Dieses Modell würde auch die Wirtschaft beleben. Hier sei lagerndes Geld einem jährlichen Schnitt unterworfen. Das würde Anteilseigner zwingen, in profitable Geschäfte zu investieren. Diese wiederum würden höhere Einkünfte erzielen, da die Einkommenssteuer anteilig geringer ausfiele.

Parasitische Investitionen würden durch aktivere Strategien ersetzt. Piketty sagt voraus, dass dies unsere Ära der Stagnation beenden und die Rückkehr zu einem gesünderen Wirtschaftsmodell darstellen würde, das auf Steuern als negativer Bestärkung basiere. Passive Einlagen würden leiden, während wirtschaftliche Aktivität belohnt werde.

Foto: Secl, via Wikimedia Commons | Lizenz: CC BY 3.0

Wir müssen uns außerdem an einen weiteren interessanten, aber bedauerlicherweise vergessenen Fakt erinnern. Wir denken beim Zakatniveau an eine Flatrate von 2,5 Prozent. Jedoch erhöht das Recht diese bei bestimmten Kapitalgruppen. Namentlich wäre hier jene Kategorie zu nennen, die als Rikaz bekannt ist. Im Wesentlichen handelt es sich dabei um Bodenschätze ohne vorherige Eigentümer.

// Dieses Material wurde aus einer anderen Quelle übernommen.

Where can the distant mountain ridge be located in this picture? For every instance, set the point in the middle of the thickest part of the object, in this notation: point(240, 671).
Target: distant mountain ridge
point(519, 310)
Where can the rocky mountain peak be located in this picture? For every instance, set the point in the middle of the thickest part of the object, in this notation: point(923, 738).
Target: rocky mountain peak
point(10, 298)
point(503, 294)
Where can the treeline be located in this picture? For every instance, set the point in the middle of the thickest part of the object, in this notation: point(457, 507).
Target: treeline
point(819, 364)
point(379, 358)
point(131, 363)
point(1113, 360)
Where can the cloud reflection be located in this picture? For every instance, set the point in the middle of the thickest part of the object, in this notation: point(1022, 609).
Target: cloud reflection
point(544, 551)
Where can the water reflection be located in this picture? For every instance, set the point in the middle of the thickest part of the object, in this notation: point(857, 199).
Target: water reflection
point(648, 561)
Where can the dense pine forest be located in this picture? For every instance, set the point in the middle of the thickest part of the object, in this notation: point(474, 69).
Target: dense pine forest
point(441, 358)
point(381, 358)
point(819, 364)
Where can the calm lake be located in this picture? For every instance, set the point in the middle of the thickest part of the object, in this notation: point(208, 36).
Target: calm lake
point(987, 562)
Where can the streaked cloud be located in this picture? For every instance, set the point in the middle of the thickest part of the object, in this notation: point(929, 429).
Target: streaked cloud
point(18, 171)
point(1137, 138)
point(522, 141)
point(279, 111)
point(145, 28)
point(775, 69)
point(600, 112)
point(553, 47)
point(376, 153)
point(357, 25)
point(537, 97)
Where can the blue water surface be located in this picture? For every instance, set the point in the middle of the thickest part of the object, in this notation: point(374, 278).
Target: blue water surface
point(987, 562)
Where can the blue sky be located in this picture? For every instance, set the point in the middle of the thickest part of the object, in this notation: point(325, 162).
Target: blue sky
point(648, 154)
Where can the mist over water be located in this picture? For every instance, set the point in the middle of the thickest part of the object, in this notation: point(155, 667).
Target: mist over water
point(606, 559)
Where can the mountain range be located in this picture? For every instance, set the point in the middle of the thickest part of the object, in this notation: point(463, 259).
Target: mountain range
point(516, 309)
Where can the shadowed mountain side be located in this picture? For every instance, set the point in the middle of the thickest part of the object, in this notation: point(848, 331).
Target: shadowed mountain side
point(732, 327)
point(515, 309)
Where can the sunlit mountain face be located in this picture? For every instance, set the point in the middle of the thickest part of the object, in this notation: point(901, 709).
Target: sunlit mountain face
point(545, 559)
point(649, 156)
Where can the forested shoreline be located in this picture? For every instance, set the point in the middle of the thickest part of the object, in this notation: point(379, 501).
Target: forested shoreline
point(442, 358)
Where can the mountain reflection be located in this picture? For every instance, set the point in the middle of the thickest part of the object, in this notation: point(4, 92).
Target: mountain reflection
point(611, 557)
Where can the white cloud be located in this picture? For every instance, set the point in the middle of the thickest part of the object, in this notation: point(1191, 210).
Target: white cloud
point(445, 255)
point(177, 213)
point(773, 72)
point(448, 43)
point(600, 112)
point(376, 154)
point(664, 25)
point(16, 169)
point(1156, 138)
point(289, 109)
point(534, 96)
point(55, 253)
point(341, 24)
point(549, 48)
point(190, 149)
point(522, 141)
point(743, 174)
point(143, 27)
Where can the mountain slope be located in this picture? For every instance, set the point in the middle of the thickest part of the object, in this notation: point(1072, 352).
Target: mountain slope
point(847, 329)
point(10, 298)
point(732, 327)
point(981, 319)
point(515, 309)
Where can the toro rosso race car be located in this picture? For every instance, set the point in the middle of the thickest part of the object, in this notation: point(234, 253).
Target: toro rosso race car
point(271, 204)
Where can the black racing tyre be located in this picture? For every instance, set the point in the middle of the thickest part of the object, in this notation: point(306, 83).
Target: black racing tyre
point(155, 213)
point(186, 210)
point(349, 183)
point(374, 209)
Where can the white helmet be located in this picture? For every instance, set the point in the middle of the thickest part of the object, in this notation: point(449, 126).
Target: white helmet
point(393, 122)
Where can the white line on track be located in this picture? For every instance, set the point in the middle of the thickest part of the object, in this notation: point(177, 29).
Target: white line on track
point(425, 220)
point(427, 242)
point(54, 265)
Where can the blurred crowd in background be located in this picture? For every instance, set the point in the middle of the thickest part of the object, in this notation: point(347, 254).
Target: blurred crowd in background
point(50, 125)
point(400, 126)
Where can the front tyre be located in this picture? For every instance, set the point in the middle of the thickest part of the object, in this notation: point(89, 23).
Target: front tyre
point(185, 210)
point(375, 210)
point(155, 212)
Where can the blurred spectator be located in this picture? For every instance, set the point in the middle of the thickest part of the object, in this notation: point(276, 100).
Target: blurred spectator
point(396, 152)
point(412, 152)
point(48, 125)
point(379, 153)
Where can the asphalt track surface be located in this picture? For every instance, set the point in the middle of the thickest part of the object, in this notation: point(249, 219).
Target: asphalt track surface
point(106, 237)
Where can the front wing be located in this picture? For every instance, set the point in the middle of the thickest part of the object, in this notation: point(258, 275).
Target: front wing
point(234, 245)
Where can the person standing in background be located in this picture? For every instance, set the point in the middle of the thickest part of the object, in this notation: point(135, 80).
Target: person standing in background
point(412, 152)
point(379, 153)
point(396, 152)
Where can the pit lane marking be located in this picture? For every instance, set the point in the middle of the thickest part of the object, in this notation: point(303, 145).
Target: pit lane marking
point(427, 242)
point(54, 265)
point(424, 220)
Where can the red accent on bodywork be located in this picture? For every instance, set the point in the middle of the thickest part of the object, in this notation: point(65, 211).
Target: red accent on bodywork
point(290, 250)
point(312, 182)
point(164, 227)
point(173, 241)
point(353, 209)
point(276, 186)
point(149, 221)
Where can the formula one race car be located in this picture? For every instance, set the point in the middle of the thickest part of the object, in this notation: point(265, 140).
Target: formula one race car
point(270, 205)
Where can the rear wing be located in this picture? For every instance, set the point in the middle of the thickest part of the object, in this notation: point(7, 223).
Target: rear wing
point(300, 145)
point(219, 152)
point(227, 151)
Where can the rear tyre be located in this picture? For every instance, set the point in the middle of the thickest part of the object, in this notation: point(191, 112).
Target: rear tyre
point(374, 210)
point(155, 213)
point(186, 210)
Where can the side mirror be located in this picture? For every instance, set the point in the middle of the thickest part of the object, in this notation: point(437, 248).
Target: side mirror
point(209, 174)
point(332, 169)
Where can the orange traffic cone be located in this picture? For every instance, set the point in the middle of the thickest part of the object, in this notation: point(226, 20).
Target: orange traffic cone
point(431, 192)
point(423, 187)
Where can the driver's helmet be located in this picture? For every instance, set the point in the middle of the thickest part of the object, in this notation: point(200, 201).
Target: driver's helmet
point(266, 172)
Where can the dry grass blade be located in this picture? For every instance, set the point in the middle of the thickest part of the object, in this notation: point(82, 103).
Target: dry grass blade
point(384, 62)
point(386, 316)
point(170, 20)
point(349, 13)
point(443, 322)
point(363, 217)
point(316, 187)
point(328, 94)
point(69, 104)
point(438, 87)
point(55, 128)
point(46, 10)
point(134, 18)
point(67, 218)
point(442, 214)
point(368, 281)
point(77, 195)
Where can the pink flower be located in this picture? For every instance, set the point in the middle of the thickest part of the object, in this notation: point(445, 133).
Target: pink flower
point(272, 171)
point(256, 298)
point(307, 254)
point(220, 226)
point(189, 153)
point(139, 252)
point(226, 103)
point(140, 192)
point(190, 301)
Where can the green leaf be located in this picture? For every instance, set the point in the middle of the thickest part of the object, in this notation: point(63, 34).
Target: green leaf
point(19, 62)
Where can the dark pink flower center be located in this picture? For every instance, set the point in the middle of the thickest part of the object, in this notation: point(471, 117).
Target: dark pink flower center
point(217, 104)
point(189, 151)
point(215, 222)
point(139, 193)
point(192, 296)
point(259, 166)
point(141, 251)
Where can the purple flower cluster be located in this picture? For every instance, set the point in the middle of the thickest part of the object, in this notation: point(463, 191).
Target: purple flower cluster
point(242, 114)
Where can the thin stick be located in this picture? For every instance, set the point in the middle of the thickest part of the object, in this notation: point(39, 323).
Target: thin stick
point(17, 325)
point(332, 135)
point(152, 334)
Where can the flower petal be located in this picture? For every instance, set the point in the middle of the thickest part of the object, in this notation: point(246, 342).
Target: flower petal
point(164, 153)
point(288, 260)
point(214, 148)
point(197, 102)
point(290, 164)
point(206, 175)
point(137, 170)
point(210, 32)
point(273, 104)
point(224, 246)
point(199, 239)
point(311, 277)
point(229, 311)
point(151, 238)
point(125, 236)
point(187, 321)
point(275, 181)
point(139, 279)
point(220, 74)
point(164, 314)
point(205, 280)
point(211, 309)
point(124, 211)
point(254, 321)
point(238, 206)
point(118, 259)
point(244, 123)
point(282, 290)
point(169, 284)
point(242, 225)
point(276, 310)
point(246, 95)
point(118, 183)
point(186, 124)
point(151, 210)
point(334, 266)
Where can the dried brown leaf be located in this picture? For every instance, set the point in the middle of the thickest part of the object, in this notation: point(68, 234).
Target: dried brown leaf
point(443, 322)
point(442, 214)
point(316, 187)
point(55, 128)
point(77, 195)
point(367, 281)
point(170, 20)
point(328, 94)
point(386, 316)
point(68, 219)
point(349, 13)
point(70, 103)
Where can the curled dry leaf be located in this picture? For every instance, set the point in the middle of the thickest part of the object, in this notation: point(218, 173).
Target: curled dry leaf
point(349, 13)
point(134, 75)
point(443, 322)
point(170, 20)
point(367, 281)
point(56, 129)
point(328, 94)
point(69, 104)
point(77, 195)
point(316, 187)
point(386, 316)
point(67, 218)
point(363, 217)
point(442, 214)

Obwohl die Rechtsschulen hier differieren, stellen wir fest, dass mineralischer Reichtum – nach seiner Förderung – eine 10- oder 20-prozentige Zakat bedeutet. 2008 veröffentlichte das Institut für Islamische Forschung der Al-Azhar darüber eine Fatwa. Erdölvorkommen hätten demnach – wie andere mineralische Bergbauprodukte – als Rikaz zu gelten.

Daher rief der Mufti die erdölreichen Golfstaaten auf, eine 20-prozentige Rate auf alle Energieträger zu bezahlen, sobald sie aus dem Boden kämen. Die Einkünfte sollten benutzt werden, um die Wirtschaft der ärmeren muslimischen Länder zu verbessern und um die Leiden der Armen und Flüchtlinge zu lindern.

Es wäre ein Irrtum zu glauben, dass dieser Gedanke ekstatische Aufnahme am Golf fand. Jedoch finden sich die höheren Prozentraten der Zakat in den juristischen Handbüchern. Die zeitlose Relevanz dieser Texte wird ganz deutlich, betrachten wir, wie enorm groß die Wirkung einer solchen jährlichen Abgabe wäre; wenn sie korrekt angewandt würde. Sie könnte in Ländern wie Bangladesch oder Mali, wo ein Dirham vieles kaufen kann, Erleichterung bringen.

Das Horden von Kapital in Londoner Immobilien, der spekulative Aufkauf von moderner Kunst, Fußballvereinen sowie Anteilen von Apple oder Fox News wäre so eingeschränkt. Und es würde die Anlagenpreise auf eine mehr erkennbare Normalität zurückstutzen. Die Weltwirtschaft zöge Nutzen daraus. Denn es käme zu neuer Importnachfrage in den Ländern, welche durch die Rikaz-Zakat entwickelt würde. Es könnte eine grundlegende Industrie finanzieren und Handel anregen – insbesondere in den OIC-Staaten.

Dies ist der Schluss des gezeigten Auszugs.